Beginning
September 2025
In September 2025, Julie visited the School for the Deaf in Luang Prabang, Laos. During that visit, she met staff and students whose warmth, resilience and sense of community left a lasting impression.
Why · Who · What
A reflective account of how Focus Matters began, who is connected to the work, and what the mission hopes to support.
Beginning
In September 2025, Julie visited the School for the Deaf in Luang Prabang, Laos. During that visit, she met staff and students whose warmth, resilience and sense of community left a lasting impression.
“Although our languages and backgrounds were different, communication and connection were always present.”
Language Access
In Laos, many Deaf children begin school at around eight years of age, often after years with little or no access to early intervention or a fully accessible language environment. Some children may also remain outside the education system entirely due to delayed diagnosis, limited access to services, geographic isolation, poverty, or broader social and cultural barriers surrounding disability and deafness.
Because the Schools for the Deaf are boarding schools, children may arrive at school already carrying the effects of limited early language access and reduced opportunities for communication, interaction and learning during the early years.
This is one of the key reasons the PMM mission matters.
Early access to language is not a luxury — it is foundational to learning, identity, belonging and human connection.
When children do not acquire strong language skills in the first years of life, the impact can extend far beyond communication. It may affect cognitive development, including executive functioning and theory of mind, as well as social-emotional development, relationships, school readiness and later access to literacy and learning.
For school-age children, weak first-language foundations can make literacy and numeracy learning much harder.

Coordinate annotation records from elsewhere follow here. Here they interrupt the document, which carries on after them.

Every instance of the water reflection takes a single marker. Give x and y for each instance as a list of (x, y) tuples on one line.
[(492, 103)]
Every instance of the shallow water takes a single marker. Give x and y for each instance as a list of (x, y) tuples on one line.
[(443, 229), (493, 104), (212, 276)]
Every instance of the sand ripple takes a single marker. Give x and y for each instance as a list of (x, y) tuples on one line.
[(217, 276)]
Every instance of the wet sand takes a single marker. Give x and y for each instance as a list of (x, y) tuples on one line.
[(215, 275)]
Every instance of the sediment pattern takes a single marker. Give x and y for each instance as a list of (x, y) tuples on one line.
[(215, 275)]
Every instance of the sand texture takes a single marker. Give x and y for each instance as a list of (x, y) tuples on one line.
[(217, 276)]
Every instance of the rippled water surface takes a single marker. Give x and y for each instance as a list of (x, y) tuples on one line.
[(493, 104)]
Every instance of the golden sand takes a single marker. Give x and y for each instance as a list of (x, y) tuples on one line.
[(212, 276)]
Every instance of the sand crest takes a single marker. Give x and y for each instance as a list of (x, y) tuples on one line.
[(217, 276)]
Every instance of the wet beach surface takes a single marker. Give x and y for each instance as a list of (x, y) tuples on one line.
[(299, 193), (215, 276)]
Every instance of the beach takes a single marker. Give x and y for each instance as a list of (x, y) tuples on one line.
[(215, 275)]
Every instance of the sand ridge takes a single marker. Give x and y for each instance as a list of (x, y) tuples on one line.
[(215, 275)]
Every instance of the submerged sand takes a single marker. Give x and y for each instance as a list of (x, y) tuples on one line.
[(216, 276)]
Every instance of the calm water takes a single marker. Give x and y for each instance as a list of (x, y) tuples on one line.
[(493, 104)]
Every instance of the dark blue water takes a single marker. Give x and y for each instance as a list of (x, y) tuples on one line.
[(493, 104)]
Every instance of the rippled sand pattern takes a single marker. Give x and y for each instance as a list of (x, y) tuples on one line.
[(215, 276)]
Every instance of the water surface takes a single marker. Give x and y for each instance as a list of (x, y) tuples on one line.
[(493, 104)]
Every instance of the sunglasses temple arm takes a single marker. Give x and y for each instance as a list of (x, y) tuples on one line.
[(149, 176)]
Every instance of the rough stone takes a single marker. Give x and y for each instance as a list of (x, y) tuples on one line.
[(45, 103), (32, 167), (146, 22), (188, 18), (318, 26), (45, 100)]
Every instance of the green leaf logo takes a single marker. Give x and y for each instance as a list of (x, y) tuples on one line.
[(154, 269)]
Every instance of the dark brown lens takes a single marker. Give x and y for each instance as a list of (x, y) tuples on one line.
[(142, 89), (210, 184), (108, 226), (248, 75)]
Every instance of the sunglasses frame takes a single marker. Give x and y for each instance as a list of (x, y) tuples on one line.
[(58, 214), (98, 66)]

Delays in language and social-emotional development may also affect relationships with family members and peers, as well as self-identity and self-esteem.
Over time, the cumulative impact of limited early language access can contribute to poorer educational, social, emotional and health outcomes. In more serious cases, this pattern is increasingly recognised in discussions of Language Deprivation Syndrome.
This mission aims not only to better understand each child’s communication profile and support appropriate pathways to language, literacy, learning and connection, but also to strengthen awareness and collaboration around Deaf children who may not yet be connected with educational services.
Continuing Connection
Following her return to Australia, Julie stayed in contact with the school and continued conversations about ways to support ongoing connection and shared learning.
Partnership
Through this process, Julie was introduced to the team from Peuples et Montagnes du Mékong, a France-based organisation supporting community and health initiatives in Laos. These conversations led to an invitation to join a future multidisciplinary mission team connected to the school and wider Deaf community in Luang Prabang.
“Language brokerage was a joy to observe.”
Language Brokerage
One of the most powerful experiences at the school was watching older students naturally interpret and scaffold communication for younger students and visitors. One student became my informal guide, showing me classrooms, introducing me to others and teaching me Lao Sign Language along the way.
Understanding Language Pathways
The mission aims to support communication, education, health and community connection. It includes profiling student communication and literacy pathways, considering whether children may access literacy through sign language, audition, or a combination of supports, and strengthening collaboration around children who may not yet be connected with educational services.
This work will help build a clearer picture of each child’s communication and literacy pathway, including the roles of sign language, audition, visual language, classroom access and family/community context.
Currently under consultation with the Laos mission team.
The MacArthur-Bates Communicative Development Inventories (MB-CDI) are internationally recognised tools used to understand early communication and language development. Since their formal publication in 1993, they have been adapted into more than 100 languages and dialects. As there was no Lao adaptation available, Julie sought permission and received advice to begin adapting this framework for the Lao context.
Trilingual language inventory and adaptation checklist for consultation and review.
Open DocumentTrilingual teacher/caregiver guidance sheet for supporting the delivery of the assessment tool.
Open DocumentVocabulary and image resources are being developed to support culturally contextualised language assessment, language exposure tracking, and multimodal communication development for Deaf and Hard of Hearing children in Laos.
PDF and editable PowerPoint resources will be added once the category lists are confirmed.